Washington, DC, Oct 14, 2005

U.S. Department of Commerce Secretary Carlos M. Gutierrez hosted ambassadors from the signatory nations of the Central American-Dominican Republic Free Trade Agreement (CAFTA-DR) in Washington, DC, today, joined by Dr. Mark W. Hurwitz, president and CEO of the American National Standards Institute (ANSI), and Mr. James Thomas, president of ASTM International, a leading ANSI-accredited standards developer. This roundtable discussion on standards and trade was held just prior to the secretary’s first visit to the Central American region since the agreement was approved by Congress in July and signed by President Bush on August 2, 2005. Gutierrez will be accompanied on the trade mission by executives from 18 U.S. companies to meet with business leaders in Guatemala, Honduras, and El Salvador.

“One thing these companies have in common...is an interest in knowing what standards their products have to meet and what they need to do to demonstrate compliance with standards to enable market access,” said Gutierrez. “World Standards Day is a particularly appropriate day to talk about standards and their role in enhancing trade and economic competitiveness.”

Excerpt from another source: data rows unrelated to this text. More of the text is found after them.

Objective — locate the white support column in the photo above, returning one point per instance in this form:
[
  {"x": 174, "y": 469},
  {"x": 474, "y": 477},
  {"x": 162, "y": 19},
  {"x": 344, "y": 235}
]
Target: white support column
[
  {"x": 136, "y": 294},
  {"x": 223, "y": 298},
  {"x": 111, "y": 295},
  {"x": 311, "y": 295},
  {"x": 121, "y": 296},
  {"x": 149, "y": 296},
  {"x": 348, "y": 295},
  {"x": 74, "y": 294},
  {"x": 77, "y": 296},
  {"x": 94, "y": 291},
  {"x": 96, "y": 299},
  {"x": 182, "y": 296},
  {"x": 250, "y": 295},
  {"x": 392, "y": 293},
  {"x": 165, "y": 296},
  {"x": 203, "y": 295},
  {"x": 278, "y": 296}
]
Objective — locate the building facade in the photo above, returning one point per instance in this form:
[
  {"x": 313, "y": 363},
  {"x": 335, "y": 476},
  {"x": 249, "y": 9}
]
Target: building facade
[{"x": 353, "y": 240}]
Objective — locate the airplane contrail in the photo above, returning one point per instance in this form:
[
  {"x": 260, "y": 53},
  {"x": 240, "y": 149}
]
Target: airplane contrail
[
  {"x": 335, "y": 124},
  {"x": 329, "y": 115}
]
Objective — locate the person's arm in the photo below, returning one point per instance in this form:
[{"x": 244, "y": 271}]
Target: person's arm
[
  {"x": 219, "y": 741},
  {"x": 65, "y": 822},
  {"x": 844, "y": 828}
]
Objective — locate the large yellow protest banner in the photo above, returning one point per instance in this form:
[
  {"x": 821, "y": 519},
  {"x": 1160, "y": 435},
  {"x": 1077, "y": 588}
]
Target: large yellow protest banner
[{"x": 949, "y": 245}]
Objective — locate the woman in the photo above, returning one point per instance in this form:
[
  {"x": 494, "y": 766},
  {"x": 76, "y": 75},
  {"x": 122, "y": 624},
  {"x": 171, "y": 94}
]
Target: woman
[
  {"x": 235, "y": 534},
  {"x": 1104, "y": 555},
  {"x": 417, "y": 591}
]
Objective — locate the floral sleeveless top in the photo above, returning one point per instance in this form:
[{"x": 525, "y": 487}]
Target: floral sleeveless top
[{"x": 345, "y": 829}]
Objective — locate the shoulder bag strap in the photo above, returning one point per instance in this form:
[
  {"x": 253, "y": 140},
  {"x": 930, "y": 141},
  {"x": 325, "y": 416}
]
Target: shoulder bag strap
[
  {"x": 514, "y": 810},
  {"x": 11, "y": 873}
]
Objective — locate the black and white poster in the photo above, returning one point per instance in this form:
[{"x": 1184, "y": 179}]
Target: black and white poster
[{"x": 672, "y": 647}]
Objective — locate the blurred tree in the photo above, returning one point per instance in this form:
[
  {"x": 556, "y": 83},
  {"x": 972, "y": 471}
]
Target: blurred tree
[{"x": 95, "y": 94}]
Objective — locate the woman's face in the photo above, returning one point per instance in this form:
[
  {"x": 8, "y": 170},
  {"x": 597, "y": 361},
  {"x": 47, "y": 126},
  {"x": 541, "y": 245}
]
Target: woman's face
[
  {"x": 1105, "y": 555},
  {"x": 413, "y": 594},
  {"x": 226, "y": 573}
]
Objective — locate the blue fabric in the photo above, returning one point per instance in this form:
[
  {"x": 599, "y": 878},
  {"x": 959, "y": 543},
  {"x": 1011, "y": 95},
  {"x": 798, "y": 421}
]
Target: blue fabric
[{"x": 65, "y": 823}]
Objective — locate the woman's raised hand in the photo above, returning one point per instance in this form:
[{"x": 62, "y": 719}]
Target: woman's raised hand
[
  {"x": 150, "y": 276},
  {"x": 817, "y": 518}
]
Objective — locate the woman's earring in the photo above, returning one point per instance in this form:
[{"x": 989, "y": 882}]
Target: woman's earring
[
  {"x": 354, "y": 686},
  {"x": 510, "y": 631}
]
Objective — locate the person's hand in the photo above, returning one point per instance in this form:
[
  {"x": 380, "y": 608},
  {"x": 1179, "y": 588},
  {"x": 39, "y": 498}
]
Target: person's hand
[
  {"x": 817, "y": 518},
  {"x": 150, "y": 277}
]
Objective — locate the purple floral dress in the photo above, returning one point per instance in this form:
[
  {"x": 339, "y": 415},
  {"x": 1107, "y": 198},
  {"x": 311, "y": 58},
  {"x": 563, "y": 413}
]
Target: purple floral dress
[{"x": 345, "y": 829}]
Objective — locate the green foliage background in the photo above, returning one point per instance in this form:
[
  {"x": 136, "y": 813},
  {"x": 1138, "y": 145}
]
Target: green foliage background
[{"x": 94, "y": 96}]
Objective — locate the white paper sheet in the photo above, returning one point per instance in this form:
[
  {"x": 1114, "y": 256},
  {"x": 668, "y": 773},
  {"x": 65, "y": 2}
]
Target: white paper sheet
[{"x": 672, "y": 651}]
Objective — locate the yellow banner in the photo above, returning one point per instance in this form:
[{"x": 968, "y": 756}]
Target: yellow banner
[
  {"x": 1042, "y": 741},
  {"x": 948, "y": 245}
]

CAFTA-DR reaffirms the World Trade Organization’s Technical Barriers to Trade (TBT) Agreement and incorporates the WTO TBT criteria for international standards. “Proactive implementation of these CAFTA-DR provisions will go a long way to enhancing trade in the region as well as enabling our governments to identify the best standards to meet their health, safety and environmental protection needs,” Gutierrez added.

“The signing of the CAFTA-DR agreement is another step in bringing the economies of these neighboring nations more closely into harmony,” said Hurwitz. “From our perspective, we hope that implementation of this trade agreement will facilitate increased political and regulatory cooperation, in the same way that standards harmonization has been advancing for decades under the banner of the Pan American Standards Commission - COPANT."

Dr. Hurwitz encouraged each nation to increase its participation in COPANT activities at both the policy and technical levels, to strengthen COPANT’s regional and sub-regional technical standards harmonization work and to engage in training events focused on decreasing standards barriers and to increase regional participation in international standards development.

The event resulted in all participants agreeing to redouble their efforts to work together and promote the use and adoption within the CAFTA-DR nations of WTO compliant international standards – regardless of origin.

“ANSI stands ready to assist our Central American friends in accessing U.S.- based standards developers and their documents, and in providing general information about the U.S. system,” said Hurwitz.